Multithreading Parallelism is a Java 17 project that covers both sides of concurrent programming: coordinating threads safely and using parallel computation effectively. It combines classic multithreading topics with higher-level parallelism tools such as executors, concurrent collections, fork/join, and parallel streams.

What the project covers

The source is split into two broad areas.

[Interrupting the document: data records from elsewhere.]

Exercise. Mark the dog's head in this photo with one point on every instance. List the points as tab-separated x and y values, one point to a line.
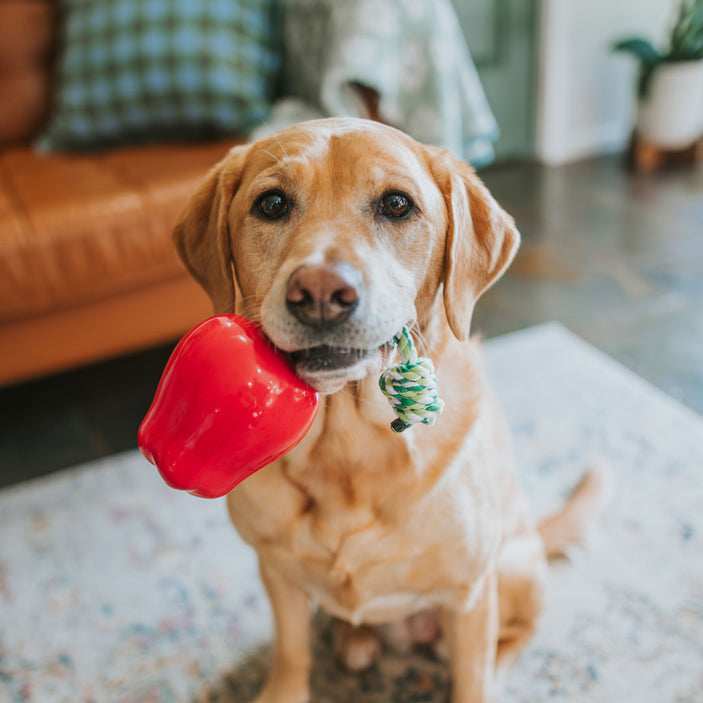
338	232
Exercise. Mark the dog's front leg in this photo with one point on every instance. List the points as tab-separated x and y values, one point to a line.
288	680
471	637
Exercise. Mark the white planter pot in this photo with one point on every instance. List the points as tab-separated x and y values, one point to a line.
671	116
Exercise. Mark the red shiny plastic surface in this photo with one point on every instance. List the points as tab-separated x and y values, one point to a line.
228	404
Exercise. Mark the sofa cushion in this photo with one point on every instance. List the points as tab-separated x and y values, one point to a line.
26	49
79	228
132	71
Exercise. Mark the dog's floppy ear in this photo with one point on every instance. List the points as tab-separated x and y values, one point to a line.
481	238
201	234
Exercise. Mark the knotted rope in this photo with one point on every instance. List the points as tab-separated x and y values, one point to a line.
411	386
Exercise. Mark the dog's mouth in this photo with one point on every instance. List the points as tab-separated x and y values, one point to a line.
327	358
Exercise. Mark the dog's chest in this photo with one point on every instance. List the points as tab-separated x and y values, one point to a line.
366	550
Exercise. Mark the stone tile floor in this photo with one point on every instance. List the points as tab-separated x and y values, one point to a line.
617	258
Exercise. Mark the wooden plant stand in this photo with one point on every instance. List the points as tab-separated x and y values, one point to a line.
645	156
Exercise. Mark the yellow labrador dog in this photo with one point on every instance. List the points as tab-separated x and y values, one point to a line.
334	234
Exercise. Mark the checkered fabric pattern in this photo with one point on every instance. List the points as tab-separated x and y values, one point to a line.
153	70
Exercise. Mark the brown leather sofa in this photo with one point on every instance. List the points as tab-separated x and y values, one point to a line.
87	268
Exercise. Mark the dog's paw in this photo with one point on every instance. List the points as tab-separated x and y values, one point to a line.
356	648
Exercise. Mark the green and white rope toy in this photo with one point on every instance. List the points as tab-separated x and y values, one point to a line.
411	386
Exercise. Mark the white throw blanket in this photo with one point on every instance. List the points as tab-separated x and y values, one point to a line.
411	52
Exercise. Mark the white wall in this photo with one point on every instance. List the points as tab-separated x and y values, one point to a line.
586	93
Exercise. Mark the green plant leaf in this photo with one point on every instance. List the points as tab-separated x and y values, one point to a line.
640	48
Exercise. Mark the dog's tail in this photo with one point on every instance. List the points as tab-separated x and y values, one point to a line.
569	526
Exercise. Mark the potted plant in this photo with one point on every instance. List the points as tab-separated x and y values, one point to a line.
670	85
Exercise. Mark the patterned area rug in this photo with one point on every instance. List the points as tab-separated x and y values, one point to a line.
115	588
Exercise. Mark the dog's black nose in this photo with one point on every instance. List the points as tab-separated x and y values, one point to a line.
323	295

Multithreading fundamentals

The multithreading/ packages cover:

  • thread basics, daemon threads, and priorities
  • synchronization with intrinsic locks and ReentrantLock
  • inter-thread communication with producer-consumer examples
  • race conditions and lock behavior
  • atomic variables and volatile
  • deadlock and livelock
  • synchronization primitives such as semaphores, latches, barriers, mutex-style coordination, and exchangers
  • concurrent collections including blocking queues, delay queues, concurrent maps, priority blocking queues, synchronized collections, and copy-on-write lists
  • executor services including fixed, cached, single-thread, and scheduled thread pools
  • the dining philosophers problem as a classic coordination case study

Parallelism and performance

The parralelism/ packages focus on dividing work across cores:

  • sequential versus parallel sum implementations
  • sequential versus parallel merge sort
  • fork/join tasks and recursive actions
  • thread optimization examples
  • parallel streams for sorting, summation, prime calculations, and file processing
  • direct comparison examples for merge sort and sum performance

The included war-and-peace.txt is used as realistic input for some of the file-processing and performance-oriented examples.

Local workflow

Build the project with Maven:

mvn package

The examples are best explored one class at a time from the IDE so you can watch the behavior of each concurrency primitive or parallel strategy in isolation.

Why it matters

This project is valuable because it does not treat concurrency as one topic. It separates the correctness side of multithreading from the throughput side of parallelism, then shows where they overlap. That makes it a strong reference for understanding when you are solving a coordination problem, when you are solving a performance problem, and when the two start to interfere with each other.